Approximately 99 percent
of the votes cast, representing approximately 86 percent of the Zygo common shares outstanding as of the record date, voted
in favor of the merger. Adoption of the merger agreement required an affirmative vote of a majority of issued and outstanding shares
of Zygo’s common stock entitled to vote at the special meeting.
During the special
meeting, stockholders also approved a proposal to approve, by non-binding advisory vote, certain compensation arrangements for
Zygo’s named executive officers in connection with the merger. The proposal to adjourn the special meeting, if necessary
or appropriate, to solicit additional proxies if there were insufficient votes at the time of the special meeting to adopt the
merger agreement was rendered moot, although the stockholders had cast sufficient votes in favor of the proposal to approve that
proposal.
About AMETEK
AMETEK is a leading
global manufacturer of electronic instruments and electro-mechanical devices with 2013 sales of $3.6 billion. The common stock
of AMETEK is a component of the S&P 500 Index.
About Zygo
Zygo is a worldwide
supplier of optical metrology instruments, precision optics and electro-optical design and manufacturing services serving customers
in the semiconductor equipment, bio-medical, scientific and industrial markets.
Forward-Looking
Statements
All statements other
than statements of historical fact included in this news release regarding expected plans and timing of the closing are forward-looking
statements.
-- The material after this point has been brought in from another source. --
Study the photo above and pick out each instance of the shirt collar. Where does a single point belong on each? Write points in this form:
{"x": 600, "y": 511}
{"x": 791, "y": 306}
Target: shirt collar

Actual results could differ materially from those contemplated by the forward-looking statements as a result of certain
factors. Zygo Corporation undertakes no obligation to publicly update or revise forward-looking statements to reflect events or
circumstances after the date of this news release except as required by law. Further information on potential factors that could
affect Zygo Corporation's business and the merger is described in our reports on file with the Securities and Exchange Commission
(the “SEC”), including our Form 10-K for the fiscal year ended June 30, 2013, filed with the SEC on September 13, 2013;
our Forms 10-Q for the fiscal quarters ended September 30, 2013, December 31, 2013 and March 31, 2014; and our Definitive Proxy
Statement on Schedule 14A filed with the SEC on May 21, 2014.